Resurrection Row - Anne Perry [9]
McDuff went straight to the old lady, ignoring the other two. He took her wrist and felt it for several seconds, then peered at her face.
“Shock,” he said succinctly. “Severe shock. I advise you to go home and take as much rest as you feel you need. Have all your meals brought up, and don’t receive any visitors except the immediate family, and not them, if you don’t choose. Do nothing strenuous, and do not allow yourself to become upset about anything at all.”
The old lady’s face eased with satisfaction; the fierce color ebbed a little.
“Good,” she said, climbing to her feet with his help. “Knew you would know what to do. Can’t take any more of this—I don’t know what the world is coming to—never had anything like this when I was young. People knew their places then and kept them. Too busy working to go around desecrating graves of their betters. Too much education of the wrong people nowadays; that’s what’s responsible, you know. Now they’ve got curiosities and appetites that are no good for them. It isn’t natural! See what’s happened here! Even the church isn’t safe anymore. It’s worse than if the French had invaded, after all!” With that parting shot she stumped out, banging her stick furiously against the door.
“Poor dear lady,” the vicar muttered. “What a quite dreadful shock for her—and at her age, too. One would think she had earned a little respite from the sins of the world.”
Alicia was still sitting on the vestry bench in the cold. She suddenly realized how much she disliked the old lady. She could never recall a moment since the time she had become betrothed to Augustus when she had felt at ease with her. Until now she had hidden it from herself, for Augustus’s sake. But there was no need any longer. Augustus was dead.

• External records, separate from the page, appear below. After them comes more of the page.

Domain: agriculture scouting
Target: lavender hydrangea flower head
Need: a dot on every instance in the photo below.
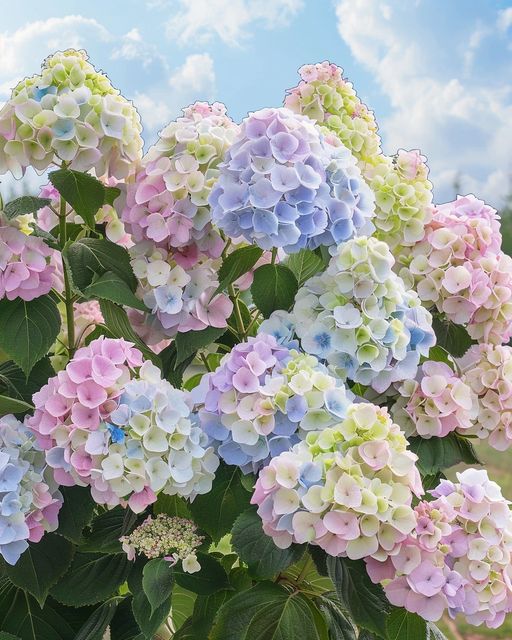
(282, 185)
(168, 202)
(29, 499)
(69, 113)
(263, 398)
(359, 318)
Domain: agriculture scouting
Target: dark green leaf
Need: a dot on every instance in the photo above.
(76, 512)
(106, 529)
(304, 265)
(211, 578)
(23, 205)
(97, 577)
(157, 582)
(340, 627)
(82, 191)
(216, 511)
(95, 626)
(41, 565)
(12, 405)
(148, 620)
(257, 550)
(453, 337)
(436, 454)
(274, 287)
(21, 615)
(236, 264)
(90, 257)
(111, 287)
(403, 625)
(28, 329)
(265, 612)
(119, 326)
(190, 342)
(364, 600)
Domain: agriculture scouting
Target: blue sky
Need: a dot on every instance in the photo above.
(437, 73)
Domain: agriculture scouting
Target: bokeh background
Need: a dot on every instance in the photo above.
(437, 73)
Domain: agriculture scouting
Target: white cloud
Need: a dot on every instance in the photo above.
(229, 20)
(461, 125)
(194, 80)
(36, 40)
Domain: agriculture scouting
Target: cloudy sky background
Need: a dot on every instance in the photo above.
(437, 73)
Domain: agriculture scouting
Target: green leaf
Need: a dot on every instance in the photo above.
(23, 205)
(95, 626)
(28, 329)
(82, 191)
(111, 287)
(91, 578)
(14, 383)
(216, 511)
(403, 625)
(123, 625)
(304, 265)
(90, 257)
(148, 620)
(453, 337)
(21, 615)
(211, 578)
(41, 565)
(236, 264)
(106, 529)
(364, 600)
(265, 612)
(119, 326)
(76, 512)
(188, 343)
(340, 627)
(12, 405)
(436, 454)
(274, 287)
(157, 582)
(257, 550)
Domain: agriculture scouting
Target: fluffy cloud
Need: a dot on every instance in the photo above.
(460, 124)
(228, 20)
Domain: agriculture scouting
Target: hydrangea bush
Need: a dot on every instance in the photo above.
(236, 373)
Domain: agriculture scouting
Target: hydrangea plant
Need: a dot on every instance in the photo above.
(236, 373)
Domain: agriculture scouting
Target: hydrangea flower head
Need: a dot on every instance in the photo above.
(263, 398)
(128, 436)
(168, 202)
(487, 370)
(282, 185)
(435, 403)
(457, 559)
(172, 538)
(459, 268)
(29, 500)
(69, 113)
(403, 198)
(327, 98)
(347, 488)
(25, 268)
(179, 291)
(358, 317)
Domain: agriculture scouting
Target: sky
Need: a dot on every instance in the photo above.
(437, 73)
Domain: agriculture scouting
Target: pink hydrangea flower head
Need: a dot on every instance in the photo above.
(487, 370)
(168, 202)
(69, 112)
(25, 268)
(347, 488)
(435, 403)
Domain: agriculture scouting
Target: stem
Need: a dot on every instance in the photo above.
(68, 294)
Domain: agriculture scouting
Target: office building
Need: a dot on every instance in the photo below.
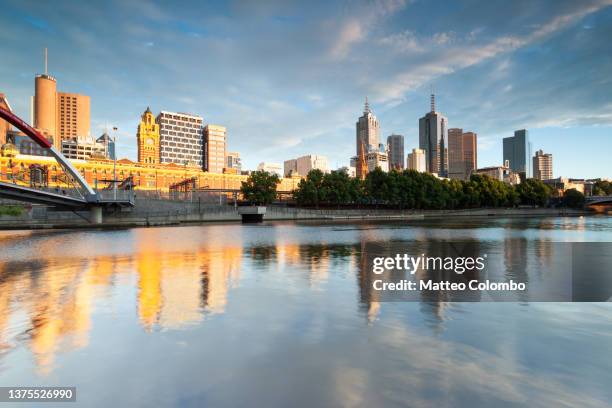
(433, 132)
(83, 149)
(517, 151)
(4, 125)
(501, 173)
(215, 142)
(542, 166)
(181, 139)
(395, 151)
(367, 135)
(274, 168)
(417, 161)
(148, 139)
(45, 107)
(234, 161)
(73, 116)
(377, 159)
(462, 153)
(290, 167)
(109, 145)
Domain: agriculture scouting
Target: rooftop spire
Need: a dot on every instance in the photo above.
(366, 109)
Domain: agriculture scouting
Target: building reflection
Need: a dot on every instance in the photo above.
(48, 304)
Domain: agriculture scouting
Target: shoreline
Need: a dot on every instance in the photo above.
(229, 215)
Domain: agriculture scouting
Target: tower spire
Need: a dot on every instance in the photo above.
(366, 109)
(433, 100)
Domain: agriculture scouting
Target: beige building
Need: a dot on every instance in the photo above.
(501, 173)
(462, 153)
(416, 160)
(60, 115)
(4, 125)
(45, 106)
(215, 143)
(542, 166)
(73, 116)
(271, 168)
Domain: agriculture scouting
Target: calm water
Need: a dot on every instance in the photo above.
(281, 314)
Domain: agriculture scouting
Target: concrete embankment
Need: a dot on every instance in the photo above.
(149, 212)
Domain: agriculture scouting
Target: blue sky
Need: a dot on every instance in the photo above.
(289, 78)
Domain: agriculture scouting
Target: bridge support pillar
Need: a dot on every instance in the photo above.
(95, 215)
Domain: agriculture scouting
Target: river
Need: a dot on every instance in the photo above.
(282, 314)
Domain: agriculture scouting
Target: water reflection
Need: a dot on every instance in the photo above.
(241, 301)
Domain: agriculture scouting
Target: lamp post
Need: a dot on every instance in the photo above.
(115, 163)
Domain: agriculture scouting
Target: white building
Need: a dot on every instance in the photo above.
(83, 149)
(417, 160)
(271, 168)
(377, 159)
(181, 138)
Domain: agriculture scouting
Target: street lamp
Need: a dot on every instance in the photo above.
(115, 162)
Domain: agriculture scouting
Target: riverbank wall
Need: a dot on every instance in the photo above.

With a lurch she remembered his body in the pew, and on the slab in that bitter mortuary with the little man in the white coat who was so terrifyingly happy all the time in his room full of corpses. Thank goodness the policeman at least had been a little more sober; in fact, quite pleasant, in his way.
As if she had conjured him out of her thoughts the door swung open, and Pitt appeared in front of her, shaking himself like a great wet dog and spraying water from his coattails and off his sleeves. She had not thought of the police coming, and now all sorts of ugly fears crowded into her mind. Why? Why had Augustus risen out of his grave again like some persistent, obscene reminder of the past, preventing her from stepping out of it into the future? The future could hold so much promise; she had met new people, especially one new person, slim, elegant, with all the laughter and charm Augustus had lost. Perhaps he had been like that in his youth, but she had not known him then. She wanted to dance, to make jokes of trivial things, to sing something round the spinet other than hymns and solemn ballads. She wanted to be in love and say giddy and uproarious things, have a past worth remembering, like the old lady who sat rereading her youth from a hundred letters. No doubt there was sadness in them, but there was passion, too, if there was any truth in her retelling.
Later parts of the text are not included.